Ele aponta o deslocamento forçado de 1,9 milhão de civis em Gaza, ou 85% da população, como resultado do conflito. O chefe humanitário afirma que as pessoas são forçadas a fugir repetidamente com os bombardeios e vivem em “condições terríveis”, com abrigos superlotados, alimentos e água acabando e o risco de fome crescendo a cada dia.
Ele também repetiu seu apelo por uma conformidade muito maior com o direito internacional humanitário, incluindo a proteção de civis e da infraestrutura de que dependem; o fornecimento do essencial para a sobrevivência; a facilitação da assistência humanitária na escala necessária; e o tratamento humano e a libertação imediata de todos os reféns.
Com a violência em Gaza chegando à marca dos 100 dias, ele lembra que 23 mil pessoas foram mortas e mais de 58 mil feridas desde 7 de outubro. Na data, atos de violência do Hamas deixaram 1,2 mil mortos no sul de Israel, além de levar mais de 240 pessoas reféns.
Violência crescente no Oriente Médio
Além da situação em Gaza, a sessão aconteceu após novos episódios de violência ao longo da fronteira entre Israel e Líbano, bem como ataques dos rebeldes houthis no Iêmen ao transporte marítimo internacional no Mar Vermelho.
Na noite de quinta-feira, os Estados Unidos e o Reino Unido retaliaram bases houthis no Iêmen, uma escalada diretamente relacionada aos eventos em Gaza, onde os rebeldes apoiam o Hamas.

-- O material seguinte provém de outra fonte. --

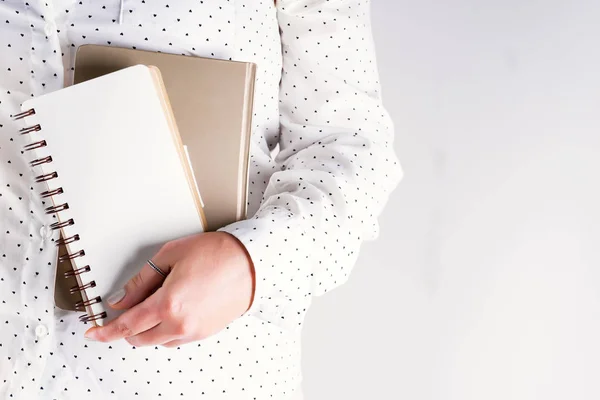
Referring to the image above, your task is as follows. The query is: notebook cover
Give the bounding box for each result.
[23,65,204,323]
[55,45,256,310]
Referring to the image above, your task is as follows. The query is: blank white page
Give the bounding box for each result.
[23,65,202,324]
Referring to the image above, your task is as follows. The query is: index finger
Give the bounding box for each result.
[85,289,161,342]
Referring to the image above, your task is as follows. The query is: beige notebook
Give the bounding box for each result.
[15,65,206,324]
[55,45,256,310]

No início desta semana, na quarta-feira, o Conselho realizou consultas a portas fechadas, onde considerou um relatório do secretário-geral sobre a implementação da resolução 2712, que, entre outros pontos, solicitava “pausas humanitárias urgentes e prolongadas” em Gaza, bem como a libertação imediata de reféns.
Também na quarta-feira, o Conselho de Segurança de 15 membros adotou uma resolução condenando veementemente os ataques dos rebeldes houthis na costa do Iêmen. A resolução foi aprovada com 11 votos a favor e quatro abstenções: China, Rússia, Argélia e Moçambique.

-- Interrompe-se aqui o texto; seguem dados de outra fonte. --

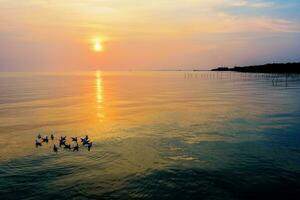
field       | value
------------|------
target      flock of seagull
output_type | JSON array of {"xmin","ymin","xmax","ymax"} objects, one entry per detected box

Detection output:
[{"xmin": 35, "ymin": 134, "xmax": 93, "ymax": 153}]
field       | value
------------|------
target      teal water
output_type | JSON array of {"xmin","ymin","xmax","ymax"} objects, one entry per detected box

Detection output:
[{"xmin": 0, "ymin": 72, "xmax": 300, "ymax": 200}]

A reunião desta sexta-feira foi convocada pelo novo membro do Conselho, a Argélia. O embaixador argelino afirmou que pretende representar a voz árabe nos assuntos mundiais neste momento crucial no Conselho.
Os ataques a navios comerciais no Mar Vermelho perturbaram gravemente o transporte marítimo internacional (arquivo)
Direito humanitário internacional
Outro ponto abordado pelo chefe humanitário da ONU na sessão foi a dificuldade da entrada dos comboios de ajuda, especialmente no norte do enclave. Para ele, as recusas da liberação dos caminhões são uma “falta de respeito pelo sistema humanitário e coloca em risco qualquer movimentação dos trabalhadores humanitários”.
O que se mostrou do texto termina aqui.